المرصد السوري لحقوق الانسان
The Syrian Observatory For Human Rights

The Syrian refugee crisis might be permanent for Turkey

About 78 percent of Turkey’s 1.8 million Syrian refugees may have no intent of returning home even if war were to end, according to new survey, covering 375 who were lucky enough to be staying in a refugee camp.
 
 Turkey is host to a growing number of Syrian refugees crossing over the border, which has now totaled 2 million since the beginning Syrian civil war in 2011 with the uprising against the regime, and the subsequent sweeping invasions of the Islamic State of Iraq and the Levant (ISIL).Particularly ISIL’s eventually doomed siege of the Syrian Kurdish Kobani caused a mass influx into Turkey’s Suruç town of Şanlıurfa, right across the border, starting in late 2014.

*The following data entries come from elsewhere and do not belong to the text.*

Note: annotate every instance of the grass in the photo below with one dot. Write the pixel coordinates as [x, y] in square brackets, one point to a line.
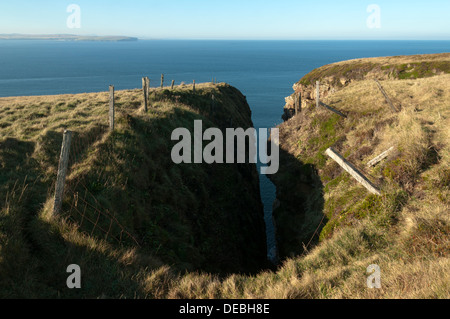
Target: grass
[180, 215]
[405, 231]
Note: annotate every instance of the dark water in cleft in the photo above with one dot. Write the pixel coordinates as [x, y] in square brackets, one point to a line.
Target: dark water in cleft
[263, 70]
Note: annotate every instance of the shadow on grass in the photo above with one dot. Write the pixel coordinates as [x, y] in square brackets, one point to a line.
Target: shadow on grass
[299, 216]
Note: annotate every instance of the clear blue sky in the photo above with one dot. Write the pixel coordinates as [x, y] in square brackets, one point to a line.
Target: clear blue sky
[232, 19]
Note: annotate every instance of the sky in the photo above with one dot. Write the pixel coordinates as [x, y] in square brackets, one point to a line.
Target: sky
[233, 19]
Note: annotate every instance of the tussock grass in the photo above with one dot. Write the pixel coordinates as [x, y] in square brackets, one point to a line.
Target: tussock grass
[405, 231]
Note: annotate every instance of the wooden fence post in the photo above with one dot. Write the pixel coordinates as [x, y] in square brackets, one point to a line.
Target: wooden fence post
[317, 94]
[111, 107]
[297, 103]
[62, 171]
[145, 90]
[353, 171]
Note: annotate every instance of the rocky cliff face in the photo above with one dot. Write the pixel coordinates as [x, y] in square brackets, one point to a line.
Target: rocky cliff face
[336, 76]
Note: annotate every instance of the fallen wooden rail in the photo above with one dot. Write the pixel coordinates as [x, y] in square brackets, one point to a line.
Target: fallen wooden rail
[353, 171]
[380, 157]
[388, 100]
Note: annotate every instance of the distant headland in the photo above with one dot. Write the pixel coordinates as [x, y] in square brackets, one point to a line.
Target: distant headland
[65, 37]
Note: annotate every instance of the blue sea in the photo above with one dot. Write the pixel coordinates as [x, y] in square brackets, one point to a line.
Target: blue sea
[263, 70]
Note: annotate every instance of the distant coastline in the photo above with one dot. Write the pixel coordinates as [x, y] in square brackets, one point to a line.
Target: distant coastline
[66, 37]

Currently only 11 percent of the 1.8 million refugees are being accommodated in refugee camps. The vast number of the refugees have searched for a better life in metropolises, going as far as Istanbul.

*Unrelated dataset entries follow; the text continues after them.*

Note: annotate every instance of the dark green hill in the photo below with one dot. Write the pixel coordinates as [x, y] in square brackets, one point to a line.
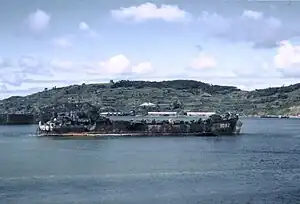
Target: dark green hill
[169, 95]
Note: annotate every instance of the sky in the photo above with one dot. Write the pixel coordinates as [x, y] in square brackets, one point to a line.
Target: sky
[248, 44]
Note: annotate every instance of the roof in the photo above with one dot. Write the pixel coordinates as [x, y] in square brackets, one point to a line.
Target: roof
[148, 104]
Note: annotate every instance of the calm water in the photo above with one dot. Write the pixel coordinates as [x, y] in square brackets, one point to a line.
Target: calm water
[260, 166]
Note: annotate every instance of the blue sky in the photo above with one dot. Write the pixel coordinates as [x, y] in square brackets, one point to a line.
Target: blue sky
[248, 44]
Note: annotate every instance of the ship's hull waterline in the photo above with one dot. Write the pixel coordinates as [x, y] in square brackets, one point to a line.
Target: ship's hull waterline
[120, 128]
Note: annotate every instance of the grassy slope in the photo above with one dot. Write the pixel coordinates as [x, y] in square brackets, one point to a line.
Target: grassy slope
[125, 95]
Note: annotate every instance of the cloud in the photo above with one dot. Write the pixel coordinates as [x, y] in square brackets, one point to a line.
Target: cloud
[62, 42]
[252, 14]
[61, 65]
[149, 11]
[250, 26]
[4, 62]
[287, 59]
[203, 61]
[39, 20]
[143, 68]
[118, 64]
[28, 62]
[85, 28]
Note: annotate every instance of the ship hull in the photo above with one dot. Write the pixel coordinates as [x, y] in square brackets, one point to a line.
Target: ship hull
[127, 129]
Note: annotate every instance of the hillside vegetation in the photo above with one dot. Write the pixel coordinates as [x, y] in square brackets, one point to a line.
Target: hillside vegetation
[185, 95]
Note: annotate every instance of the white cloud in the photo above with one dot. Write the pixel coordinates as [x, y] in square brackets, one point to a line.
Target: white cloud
[251, 26]
[115, 66]
[61, 65]
[143, 68]
[149, 11]
[203, 61]
[287, 59]
[62, 42]
[84, 27]
[118, 64]
[28, 62]
[4, 62]
[38, 20]
[252, 14]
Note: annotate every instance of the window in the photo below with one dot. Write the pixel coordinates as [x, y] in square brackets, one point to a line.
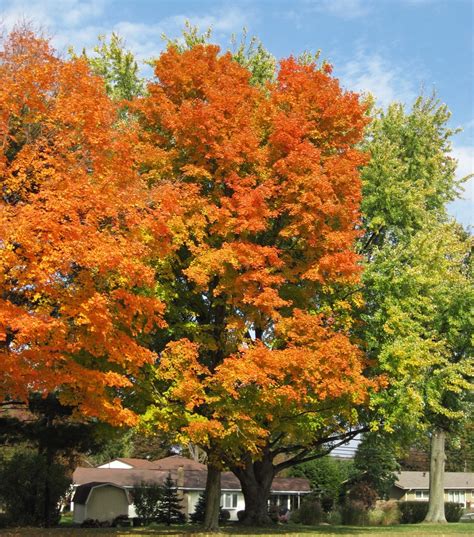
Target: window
[422, 495]
[457, 496]
[229, 500]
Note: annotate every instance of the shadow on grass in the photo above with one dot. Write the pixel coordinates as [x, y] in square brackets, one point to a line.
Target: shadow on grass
[415, 530]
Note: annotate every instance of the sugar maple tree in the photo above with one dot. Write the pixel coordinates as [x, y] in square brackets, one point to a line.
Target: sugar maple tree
[258, 360]
[73, 216]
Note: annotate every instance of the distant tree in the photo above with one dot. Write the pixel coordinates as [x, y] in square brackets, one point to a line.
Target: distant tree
[326, 476]
[418, 282]
[375, 463]
[170, 505]
[117, 67]
[147, 497]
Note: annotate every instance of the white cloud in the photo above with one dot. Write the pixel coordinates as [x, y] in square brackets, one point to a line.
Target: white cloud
[346, 9]
[372, 73]
[79, 22]
[52, 14]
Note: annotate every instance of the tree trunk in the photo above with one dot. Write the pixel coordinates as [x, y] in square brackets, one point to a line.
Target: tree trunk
[437, 460]
[213, 498]
[256, 481]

40 percent of the refugees surveyed have stated that they had entered Tukey in the past six months while 30 percent had been in Suruç for over a year.

In spite of the difficulties they are suffering, 78 percent of the Syrian refugees surveyed have stated that, even if they had the option, they would not want to move back to Syria, while 16 percent expressing they dream of going to Europe.